Dans l’arrêt Darty[9], deux clauses étaient en question : l’une permettait à Darty d’obtenir un avoir en cas de baisse de prix des marchandises ; l’autre autorisait Darty à retourner les produits invendus, notamment suite à une innovation rendant les produits obsolètes. Les deux ont été condamnées au titre du déséquilibre significatif. Les fournisseurs supportaient ainsi les risques inhérents au métier de distributeur, c’est à dire la gestion des stocks et la politique commerciale, sans avoir de prise sur ces leviers. À y regarder de plus près, la condamnation de Darty n’a rien de parfaitement logique. En effet, il existe des justifications à l’existence d’une telle clause. Darty vend des produits de haute technologie et commercialise des marques comme Apple, Samsung ou Hewlett Packard… Sur un marché en constante innovation, les produits en six mois à un an, deviennent rapidement obsolètes. Malgré tout, à chaque nouveau modèle, le distributeur doit faire face à un afflux de demandes et doit se doter de stocks conséquents. Une rupture de stock causerait une défaveur du consommateur et un dommage en termes de politique commerciale. Cette situation est rythmée et voulue par le fournisseur. Les intérêts des deux parties sont ici mêlés.

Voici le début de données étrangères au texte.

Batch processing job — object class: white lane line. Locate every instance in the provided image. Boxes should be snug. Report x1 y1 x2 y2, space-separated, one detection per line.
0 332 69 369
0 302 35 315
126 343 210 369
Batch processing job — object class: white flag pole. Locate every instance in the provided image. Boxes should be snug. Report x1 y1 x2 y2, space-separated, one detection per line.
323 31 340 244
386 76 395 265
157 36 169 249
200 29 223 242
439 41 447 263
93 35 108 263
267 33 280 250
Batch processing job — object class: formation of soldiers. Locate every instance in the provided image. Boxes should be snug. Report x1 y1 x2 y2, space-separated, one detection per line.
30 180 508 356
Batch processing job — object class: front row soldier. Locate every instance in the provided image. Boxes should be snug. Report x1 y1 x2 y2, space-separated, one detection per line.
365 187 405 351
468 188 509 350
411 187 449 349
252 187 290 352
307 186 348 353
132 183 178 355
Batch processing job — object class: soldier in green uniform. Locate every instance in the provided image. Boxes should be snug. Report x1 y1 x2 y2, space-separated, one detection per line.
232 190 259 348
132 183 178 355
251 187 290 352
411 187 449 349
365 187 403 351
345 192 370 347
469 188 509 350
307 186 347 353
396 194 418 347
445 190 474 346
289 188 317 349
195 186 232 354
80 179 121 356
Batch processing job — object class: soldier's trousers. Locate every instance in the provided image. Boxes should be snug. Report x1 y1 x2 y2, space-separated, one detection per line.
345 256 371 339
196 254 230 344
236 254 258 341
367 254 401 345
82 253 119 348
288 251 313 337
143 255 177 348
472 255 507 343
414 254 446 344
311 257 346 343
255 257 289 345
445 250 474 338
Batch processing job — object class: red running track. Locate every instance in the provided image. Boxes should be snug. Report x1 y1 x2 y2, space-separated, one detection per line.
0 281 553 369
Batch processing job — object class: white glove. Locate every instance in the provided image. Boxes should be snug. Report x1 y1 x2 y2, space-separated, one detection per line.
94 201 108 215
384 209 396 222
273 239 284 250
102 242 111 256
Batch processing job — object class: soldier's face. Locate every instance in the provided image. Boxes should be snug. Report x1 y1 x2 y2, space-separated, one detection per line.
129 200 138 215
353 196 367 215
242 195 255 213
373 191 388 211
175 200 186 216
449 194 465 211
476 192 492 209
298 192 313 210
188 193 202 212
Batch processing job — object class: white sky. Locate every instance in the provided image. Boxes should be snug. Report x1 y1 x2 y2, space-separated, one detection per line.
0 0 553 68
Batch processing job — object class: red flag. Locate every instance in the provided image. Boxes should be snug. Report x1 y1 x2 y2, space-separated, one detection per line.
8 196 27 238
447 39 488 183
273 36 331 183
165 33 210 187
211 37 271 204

Le fournisseur peut lui aussi trouver utile de racheter les stocks de son distributeur. En effet, il peut ainsi maîtriser ses produits sur le marché, ce qui lui permet d’être certain que les consommateurs achètent chaque innovation… À tel point que, selon les arguments présentés par Darty, les fournisseurs eux-mêmes intègrent dans leurs conditions générales de vente les clauses incriminées. En ne pouvant accepter ces clauses dans les conventions uniques, Darty irait contre l’intérêt que les fournisseurs se reconnaissent. À cet argument, la Cour d’appel de Paris semble répondre que Darty a soumis ses fournisseurs à un déséquilibre significatif et que toute la question est là. Cet argument peut paraître peu convaincant au regard de la situation à laquelle l’arrêt aboutit, c’est-à-dire protéger les fournisseurs contre leur propre volonté, au titre du maintien de leur capacité de négociation.
Quel bilan ?
Bien que le déséquilibre significatif soit une bonne arme entre les mains des partenaires commerciaux pour assurer le respect d’une libre et véritable négociation, il semble que la notion nécessite plus de temps pour être mieux appréhendée et, surtout, que les relations commerciales hors grande distribution puissent utiliser plus utilement la notion, afin que les cas de succès soient également répartis entre tous les secteurs.
Marion Barbe
Pour aller plus loin :
- « Déséquilibre significatif : sept ans après, a-t-on atteint l’âge de raison ? », E. Dieny, JCP E n° 51-52, 17 décembre 2015
- Pour les bilans de la Commission d’examen des pratiques commerciales : Site economie.gouv.fr/cepc – Études – Les études de jurisprudence
[1] Loi n° 95-96, 01.02.1995, Article L 132-1 du Code de la consommation
[2] Articles 1168 et 1169 du Code civil tels que prévus par le projet de réforme du droit des contrats
[3] L’interprétation jurisprudentielle des critères les a rendus tellement difficiles à démontrer que la notion est pour l’instant inutilisable.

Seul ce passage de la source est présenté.